Adding to the complexity is the wide range of stakeholders involved. From governments and lenders to contractors, insurers, and policyholders, alignment is critical. Everyone needs to understand how these contracts work and what they’re designed to do. The more parties involved, the harder that coordination becomes—but without it, scaling parametrics will remain a challenge.
Reinsurance Realities and Industry Risks
While I operate on the retail side, the ripple effects of the reinsurance market are very real. After Hurricane Ian, reinsurance pricing spiked—especially during the 2023 renewal season. There’s more capital now, which helps, but there’s a growing disconnect between market realities and some government pricing regulations—particularly in high-risk states like Florida and California.
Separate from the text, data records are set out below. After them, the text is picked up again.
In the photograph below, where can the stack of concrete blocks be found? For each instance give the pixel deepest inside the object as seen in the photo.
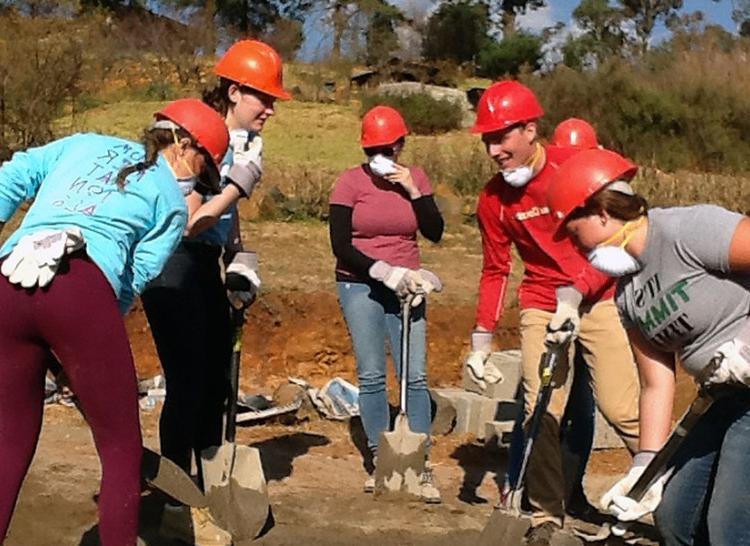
(489, 412)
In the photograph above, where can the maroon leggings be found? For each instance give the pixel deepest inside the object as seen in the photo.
(76, 318)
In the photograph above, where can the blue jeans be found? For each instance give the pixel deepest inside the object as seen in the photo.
(373, 316)
(707, 500)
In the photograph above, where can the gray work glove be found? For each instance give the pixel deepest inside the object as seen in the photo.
(568, 301)
(242, 280)
(247, 163)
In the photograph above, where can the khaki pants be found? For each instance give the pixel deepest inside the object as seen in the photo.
(614, 381)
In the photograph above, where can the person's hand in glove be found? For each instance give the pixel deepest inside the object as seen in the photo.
(481, 347)
(247, 160)
(558, 331)
(242, 280)
(733, 364)
(36, 257)
(401, 280)
(616, 502)
(426, 283)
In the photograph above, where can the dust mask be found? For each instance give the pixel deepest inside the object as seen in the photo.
(381, 165)
(614, 260)
(186, 183)
(520, 176)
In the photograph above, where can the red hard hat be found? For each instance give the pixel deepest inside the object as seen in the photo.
(575, 133)
(254, 64)
(504, 104)
(381, 126)
(204, 124)
(583, 175)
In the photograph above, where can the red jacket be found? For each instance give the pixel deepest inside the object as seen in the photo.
(520, 216)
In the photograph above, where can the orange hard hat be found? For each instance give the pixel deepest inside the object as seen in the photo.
(504, 104)
(583, 175)
(381, 126)
(575, 133)
(256, 65)
(204, 124)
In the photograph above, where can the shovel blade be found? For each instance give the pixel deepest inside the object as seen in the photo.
(401, 459)
(236, 489)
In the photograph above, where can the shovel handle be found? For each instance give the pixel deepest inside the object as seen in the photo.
(405, 335)
(234, 374)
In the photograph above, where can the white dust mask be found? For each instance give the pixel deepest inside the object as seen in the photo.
(381, 165)
(520, 176)
(614, 260)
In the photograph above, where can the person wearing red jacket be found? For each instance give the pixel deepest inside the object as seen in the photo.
(558, 285)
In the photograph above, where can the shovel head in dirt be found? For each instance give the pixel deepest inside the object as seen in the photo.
(235, 489)
(163, 474)
(504, 529)
(401, 453)
(401, 459)
(233, 478)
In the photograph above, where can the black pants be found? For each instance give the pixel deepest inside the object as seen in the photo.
(188, 311)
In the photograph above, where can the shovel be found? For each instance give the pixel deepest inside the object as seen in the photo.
(234, 483)
(401, 453)
(707, 395)
(507, 525)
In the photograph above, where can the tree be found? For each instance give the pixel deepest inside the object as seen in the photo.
(510, 55)
(457, 31)
(645, 14)
(380, 35)
(601, 34)
(508, 10)
(286, 37)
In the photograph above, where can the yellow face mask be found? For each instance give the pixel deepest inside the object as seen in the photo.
(614, 260)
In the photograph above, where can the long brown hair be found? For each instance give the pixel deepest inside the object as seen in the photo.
(218, 97)
(154, 141)
(618, 205)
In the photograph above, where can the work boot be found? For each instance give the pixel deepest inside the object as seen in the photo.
(369, 486)
(541, 535)
(192, 526)
(427, 490)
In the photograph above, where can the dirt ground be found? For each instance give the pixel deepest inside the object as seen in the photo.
(314, 469)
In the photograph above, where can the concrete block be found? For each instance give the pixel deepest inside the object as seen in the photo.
(508, 363)
(605, 436)
(474, 410)
(497, 434)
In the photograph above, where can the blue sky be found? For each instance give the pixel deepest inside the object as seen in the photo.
(317, 41)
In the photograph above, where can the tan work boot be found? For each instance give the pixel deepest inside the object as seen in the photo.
(427, 490)
(192, 526)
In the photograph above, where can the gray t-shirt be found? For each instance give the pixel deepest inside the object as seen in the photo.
(684, 299)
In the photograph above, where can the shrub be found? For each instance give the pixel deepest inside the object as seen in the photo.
(510, 55)
(423, 113)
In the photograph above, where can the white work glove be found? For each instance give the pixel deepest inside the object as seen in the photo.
(734, 364)
(406, 282)
(35, 258)
(616, 502)
(427, 282)
(247, 160)
(242, 280)
(568, 301)
(476, 363)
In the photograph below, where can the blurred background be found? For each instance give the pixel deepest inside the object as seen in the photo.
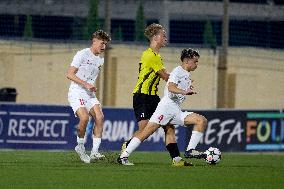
(241, 43)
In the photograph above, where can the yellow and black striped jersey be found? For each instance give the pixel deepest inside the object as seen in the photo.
(148, 78)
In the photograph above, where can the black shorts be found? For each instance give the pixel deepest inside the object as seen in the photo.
(144, 105)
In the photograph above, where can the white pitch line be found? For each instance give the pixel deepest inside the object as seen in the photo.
(35, 142)
(40, 114)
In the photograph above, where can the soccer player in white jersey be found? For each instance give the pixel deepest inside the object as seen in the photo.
(169, 111)
(83, 72)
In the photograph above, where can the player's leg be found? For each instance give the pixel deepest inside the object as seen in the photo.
(136, 141)
(172, 147)
(97, 113)
(199, 123)
(83, 116)
(142, 106)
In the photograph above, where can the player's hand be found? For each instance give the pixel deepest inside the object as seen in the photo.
(189, 91)
(90, 87)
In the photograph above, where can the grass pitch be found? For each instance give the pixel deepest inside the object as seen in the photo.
(64, 170)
If insurers can’t price appropriately, they’ll start pulling out or altering terms through higher deductibles or coinsurance clauses. That reduces supply at a time when consumers need more options. I understand that governments are trying to protect consumers, but if pricing is restricted too much, it could push more risk onto state-run insurers and, eventually, taxpayers. That’s a tough balance.
Looking five to ten years out, the talent gap worries me most. Many of the industry’s senior professionals are retiring, taking decades of institutional knowledge with them. Even with mentoring and knowledge transfer, it’s hard to compress 40 years of expertise into a few. That loss can lead to contract uncertainty, inconsistent interpretation, and broader counterparty risk.
Add to that the ongoing redrawing of global trade dynamics, political shifts, and supply chain fragility, and it creates real risk. Our job is to help clients navigate that uncertainty—and to do that well, we need experienced people and evolving tools.
Advice for Upcoming Professionals
My advice to upcoming professionals is: work hard, stay curious, and be realistically patient with your career. One of the best things you can do early on is find a strong mentor— someone who’s been through market cycles, handled complex scenarios, and wants to teach.
I’m not a fan of job-hopping just to chase the next shiny thing. Insurance is a long-game industry. It rewards consistency, expertise, and relationships. Make deliberate choices, surround yourself with good people, and focus on learning—especially in your first 10 years. That foundation will pay dividends over time.